Sunday, August 12, 2007

visiting the nephew

Yesterday we went to visit our new nephew. He's the cutest little thing but I have to admit I find newborns to be pretty boring. They just lay there sleeping most of the time, and sometimes they eat. Hoo boy that's a fun time. WHEE!

The thing I find most interesting about visiting newborns is that there's an atmosphere of calm in their homes. It's so relaxing I almost fell asleep with the baby napping on my chest. I feel that babies only seem helpless, when in fact they can turn an entire house into a slumbering castle, just like in Sleeping Beauty. It's useless to resist, I've seen it in at least three households now!

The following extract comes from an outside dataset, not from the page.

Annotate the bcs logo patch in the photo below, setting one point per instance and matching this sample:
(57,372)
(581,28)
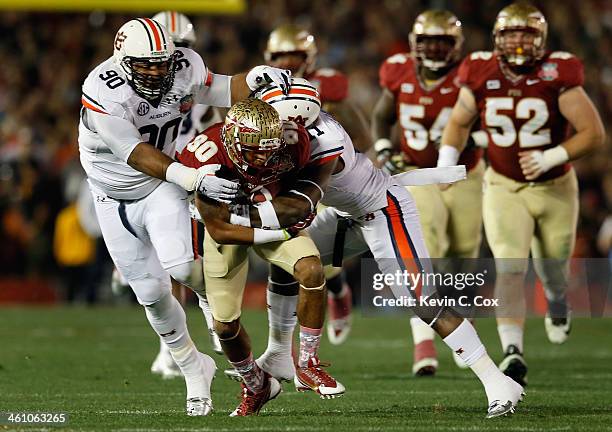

I have to wait a whole week before I can find out if I'm pregnant. God I could use a cocktail.

Thursday, August 09, 2007

ovulation blues

I was ovulating last Saturday. I know because I got the telltale stringy discharge, accompanied by an uncontrollable urge to have sex. This month my husband was standing less than fifteen feet away when I noticed so we took advantage of the circumstances by spending a half hour trying to get pregnant. I prefer to call it, "makin' bunnies."

Today is Thursday and I've been fighting off the urge to burst into tears over the tiniest little thing for twenty-four hours. I hope to god I'm pregnant, otherwise I'll have to come up with another excuse for why I'm feeling so strange. I NEVER cry. I don't like crying.

My brother and sister-in-law just had a baby last week and the cuteness is killing me. My mother is in town to help and tonight we're taking her to dinner and she's spending the night. Tomorrow we're going to estate sales together. It will be my last weekday off for six whole weeks. I'm extremely annoyed that I'm spending my last days of the summer on the verge of tears. My to-do list is still miles long!

I hope to god I'm pregnant. My period isn't due for another week and a half so I can't blame it on PMS!

Oh god, I have to go mom-proof the house!!